En la sala de montaje, ante tanto material de archivo, ¿cómo decide si una conexión es una simple coincidencia o una revelación profunda?
–El montaje es mi parte favorita del proceso. Soy obsesivo, pero, a la vez, muy organizado, así que creé un sistema que permite que esas conexiones surjan. Me mantengo abierto a descubrir cosas que no vi el día anterior. Al empezar un proyecto como este, no sé realmente qué voy a hacer; primero identifico las piezas del puzle. Es difícil de describir.
Berliner, en la Taconera.
Pruebe.
–Montar es un gozo, pero también es lo más difícil que hago. Creo que si encuentras la forma de divertirte haciendo lo más difícil, es cuando das lo mejor de ti y creces. Es un proceso laborioso, como el de un chef que prepara todos los ingredientes antes de cocinar. Cortar todo es más trabajoso que cocinar. Además de todo esto, también creo en la importancia de ser paciente y confiar en las corazonadas. Al principio puede ser un salto de fe, no sabes si lo que has sentido será posible, pero luego se convierte en lo que yo llamo una intuición sostenida. Requiere magia, paciencia y, de nuevo, ser obsesivo para terminar el puzle.
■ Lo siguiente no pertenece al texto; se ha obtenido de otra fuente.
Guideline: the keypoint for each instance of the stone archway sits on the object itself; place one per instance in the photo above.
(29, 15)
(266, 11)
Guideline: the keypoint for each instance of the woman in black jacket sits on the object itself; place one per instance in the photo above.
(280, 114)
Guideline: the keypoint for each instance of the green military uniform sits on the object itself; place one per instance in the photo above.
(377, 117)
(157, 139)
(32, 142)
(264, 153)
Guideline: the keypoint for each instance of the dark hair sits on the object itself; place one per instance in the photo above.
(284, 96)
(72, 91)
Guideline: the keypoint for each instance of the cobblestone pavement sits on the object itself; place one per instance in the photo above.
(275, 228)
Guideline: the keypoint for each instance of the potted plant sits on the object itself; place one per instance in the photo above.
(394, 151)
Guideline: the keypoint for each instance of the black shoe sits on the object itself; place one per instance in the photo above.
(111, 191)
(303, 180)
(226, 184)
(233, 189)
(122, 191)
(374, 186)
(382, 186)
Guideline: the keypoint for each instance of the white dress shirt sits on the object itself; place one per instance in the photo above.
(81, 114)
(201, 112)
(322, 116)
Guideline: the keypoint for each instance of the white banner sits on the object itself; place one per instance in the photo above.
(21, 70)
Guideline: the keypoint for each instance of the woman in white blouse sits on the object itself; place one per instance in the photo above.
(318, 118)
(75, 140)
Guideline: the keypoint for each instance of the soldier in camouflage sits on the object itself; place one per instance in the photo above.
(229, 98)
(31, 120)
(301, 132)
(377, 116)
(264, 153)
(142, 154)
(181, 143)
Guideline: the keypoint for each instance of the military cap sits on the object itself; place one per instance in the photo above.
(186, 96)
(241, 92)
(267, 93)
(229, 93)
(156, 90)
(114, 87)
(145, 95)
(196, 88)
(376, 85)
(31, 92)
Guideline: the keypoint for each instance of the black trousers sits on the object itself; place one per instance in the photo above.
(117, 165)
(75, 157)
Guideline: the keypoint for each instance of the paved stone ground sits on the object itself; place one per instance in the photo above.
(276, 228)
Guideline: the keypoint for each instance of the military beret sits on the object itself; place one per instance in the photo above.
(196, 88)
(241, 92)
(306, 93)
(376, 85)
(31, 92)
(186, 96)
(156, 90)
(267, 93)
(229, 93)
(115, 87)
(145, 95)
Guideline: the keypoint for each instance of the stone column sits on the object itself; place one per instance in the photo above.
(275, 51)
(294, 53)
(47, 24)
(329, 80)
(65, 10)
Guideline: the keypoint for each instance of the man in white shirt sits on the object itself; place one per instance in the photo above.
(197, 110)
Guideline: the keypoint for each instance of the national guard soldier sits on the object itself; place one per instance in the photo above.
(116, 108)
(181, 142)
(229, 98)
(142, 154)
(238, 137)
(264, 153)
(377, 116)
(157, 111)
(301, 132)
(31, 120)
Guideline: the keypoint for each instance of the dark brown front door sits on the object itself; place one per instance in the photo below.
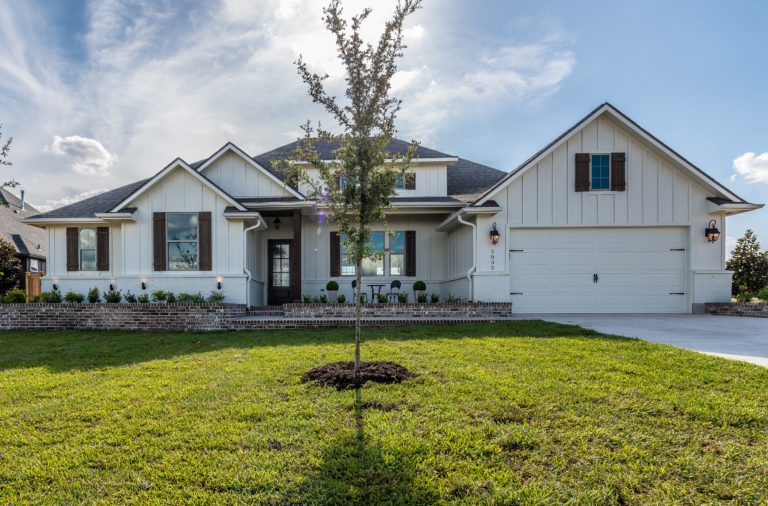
(280, 253)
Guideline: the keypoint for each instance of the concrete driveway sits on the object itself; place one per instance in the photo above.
(725, 336)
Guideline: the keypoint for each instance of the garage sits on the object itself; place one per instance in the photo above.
(598, 270)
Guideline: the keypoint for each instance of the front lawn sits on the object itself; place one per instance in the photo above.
(504, 413)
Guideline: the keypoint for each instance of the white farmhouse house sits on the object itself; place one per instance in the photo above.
(606, 218)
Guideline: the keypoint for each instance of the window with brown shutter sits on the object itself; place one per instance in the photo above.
(73, 262)
(102, 248)
(206, 248)
(410, 253)
(158, 239)
(335, 254)
(618, 172)
(582, 172)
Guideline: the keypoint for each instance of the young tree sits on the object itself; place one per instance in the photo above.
(749, 265)
(10, 267)
(354, 189)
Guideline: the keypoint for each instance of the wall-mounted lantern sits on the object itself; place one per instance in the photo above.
(495, 235)
(713, 234)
En su obra, el sonido parece casi tan importante como la imagen.
–Gracias por observarlo. El sonido es tan importante como la imagen en la vida misma. Cada segundo, cada ritmo y cada relación entre ambos elementos está hecha con un propósito e intención. Me gustaría ser capaz de explicar cada decisión: por qué hice ese corte o por qué puse ese sonido contra esa imagen. A veces genero secuencias enteras basándome solo en el audio. Una película no es solo poner imágenes y sonidos juntos; es componer desde dentro.
Berliner, en su película 'Letter to the Editor'.
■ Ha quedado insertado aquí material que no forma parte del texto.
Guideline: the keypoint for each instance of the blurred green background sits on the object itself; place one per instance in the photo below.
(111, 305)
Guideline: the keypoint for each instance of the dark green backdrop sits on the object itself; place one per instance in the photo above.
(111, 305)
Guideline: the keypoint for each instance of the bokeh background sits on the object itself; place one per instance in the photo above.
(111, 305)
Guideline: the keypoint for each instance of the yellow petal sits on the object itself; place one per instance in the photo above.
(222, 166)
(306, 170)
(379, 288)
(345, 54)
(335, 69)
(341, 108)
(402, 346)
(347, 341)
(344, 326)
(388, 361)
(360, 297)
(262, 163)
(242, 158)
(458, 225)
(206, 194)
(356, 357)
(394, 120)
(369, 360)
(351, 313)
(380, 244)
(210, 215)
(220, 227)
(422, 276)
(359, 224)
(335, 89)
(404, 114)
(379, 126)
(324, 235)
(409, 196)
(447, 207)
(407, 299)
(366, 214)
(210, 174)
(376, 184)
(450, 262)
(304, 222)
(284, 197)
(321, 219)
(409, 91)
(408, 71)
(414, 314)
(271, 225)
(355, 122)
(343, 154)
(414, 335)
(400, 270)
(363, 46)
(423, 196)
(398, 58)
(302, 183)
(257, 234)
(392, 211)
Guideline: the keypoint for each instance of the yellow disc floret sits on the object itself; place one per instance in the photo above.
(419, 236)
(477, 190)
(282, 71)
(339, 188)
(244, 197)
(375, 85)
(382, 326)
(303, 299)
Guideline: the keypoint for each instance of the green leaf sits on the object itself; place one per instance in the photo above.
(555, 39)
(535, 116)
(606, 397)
Para terminar, ¿le preocupa que la sobreabundancia de imágenes en la actualidad les haga perder su valor?
–Es una cuestión muy relacionada con mi trabajo. Mi película Letter to the Editor tiene 7.776 imágenes, probablemente sea la película con más imágenes del mundo. Como artista visual, las imágenes lo son todo para mí y me encanta crear sentido a través de ellas. Benita también se expresaba así, capturando el mundo que la rodeaba constantemente. Vivimos en un mundo visual saturado, y mis películas son a menudo una metáfora de eso. En Wide Awake hablo de mi insomnio, que en parte viene de sentirme abrumado por tantos sonidos e imágenes. Soy una persona de detalles; he pasado años recortando fotos de prensa a mano y archivándolas en mi cerebro. Sigo sin dormir bien, pero he logrado sobrevivir y trabajar extrayendo sentido de esa hiperabundancia.